Caribou Biosciences (CRBU) The 67th American Society of Hematology (ASH) Annual Meeting summary

Key insights and forward-looking statements

• Vispa-cel, an off-the-shelf CAR T-cell therapy for large B-cell lymphoma, shows efficacy and safety on par with autologous CAR T therapies, with potential for outpatient and community-based delivery.

• Approximately 60% of second-line large B-cell lymphoma patients are ineligible for both auto CAR T and stem cell transplant, highlighting a significant unmet need.

• The pivotal study for Vispa-cel will be a randomized controlled trial in second-line, dual-ineligible patients, focusing on those unable to access current curative options.

• ANTLER study data show high response rates and durable remissions, especially when using young donor T-cells, with manageable safety profiles similar to outpatient-approved therapies.

• The product's design and logistics could shift the treatment paradigm, enabling broader access and potentially reducing the need for autologous CAR T in both community and academic settings.
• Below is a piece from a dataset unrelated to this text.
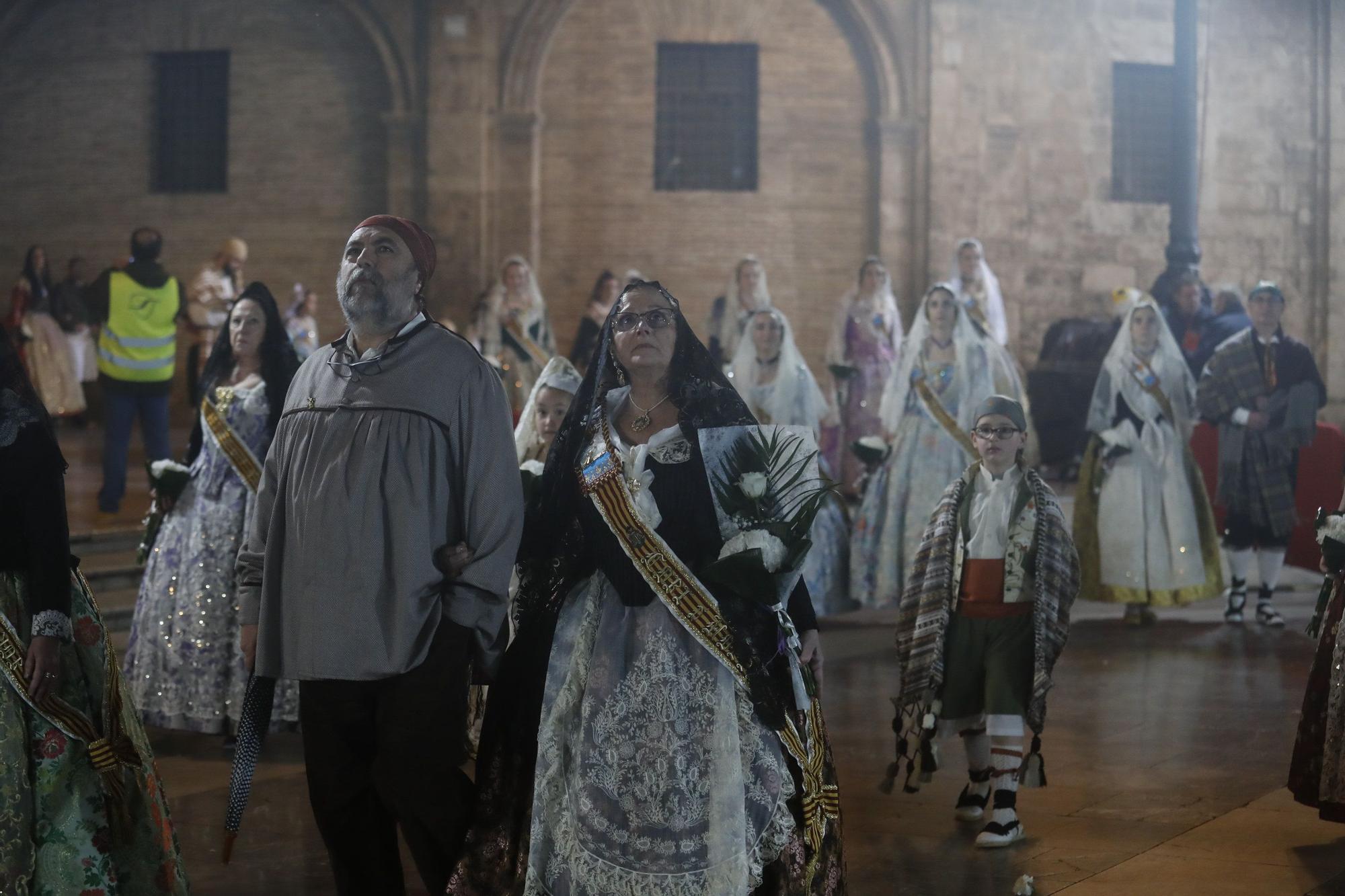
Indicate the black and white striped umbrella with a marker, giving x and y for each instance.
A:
(252, 732)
Barriers to access and patient perspectives

• Major barriers to CAR T access include geographic distance, referral challenges, rapid disease progression, and socioeconomic factors.

• Community oncologists report that 10–60% of eligible patients decline referral to academic centers, preferring local treatment due to convenience and support systems.
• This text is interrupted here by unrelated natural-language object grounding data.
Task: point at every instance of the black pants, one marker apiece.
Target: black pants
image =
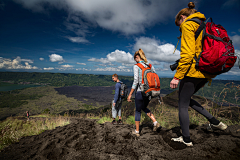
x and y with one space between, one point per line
189 86
141 103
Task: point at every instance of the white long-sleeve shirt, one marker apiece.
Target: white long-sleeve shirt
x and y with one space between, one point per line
138 75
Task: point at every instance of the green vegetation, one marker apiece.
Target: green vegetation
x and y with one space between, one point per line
57 79
12 129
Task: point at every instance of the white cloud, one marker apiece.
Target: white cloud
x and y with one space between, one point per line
56 58
67 66
125 16
116 56
6 63
236 40
115 69
78 39
83 69
154 50
48 69
81 63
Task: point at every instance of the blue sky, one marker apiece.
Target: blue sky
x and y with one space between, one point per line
100 36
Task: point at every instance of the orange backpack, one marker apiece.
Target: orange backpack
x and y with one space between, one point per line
150 85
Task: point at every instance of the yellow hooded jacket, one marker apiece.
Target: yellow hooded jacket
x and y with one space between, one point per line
190 48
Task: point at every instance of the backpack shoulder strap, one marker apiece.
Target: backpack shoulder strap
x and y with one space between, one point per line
200 28
140 65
• Delays in manufacturing and insurance authorization for autologous CAR T can result in disease progression and missed treatment opportunities.

• Off-the-shelf CAR T offers rapid availability, which is critical for patients with aggressive disease or those unable to wait for autologous product manufacturing.

• Community centers are increasingly equipped to manage intensive regimens and CAR T-related toxicities, especially with experience from bispecific antibody programs.

Clinical and operational considerations

• Vispa-cel’s safety profile, including low rates of severe neurotoxicity and CRS, supports its use in outpatient and community settings, even for elderly or frail patients.

• Community oncologists express readiness to implement Vispa-cel, citing existing infrastructure and experience with similar therapies.

• Academic centers see value in off-the-shelf CAR T for patients with manufacturing failures, rapidly progressing disease, or logistical barriers.

• The pivotal trial will compare Vispa-cel to standard immunochemotherapy in a population with no current curative options, with endpoints including PFS, response, OS, QoL, and safety.

• Physicians anticipate that if Vispa-cel demonstrates non-inferiority or superiority to current options, it will be rapidly adopted and may coexist with autologous products.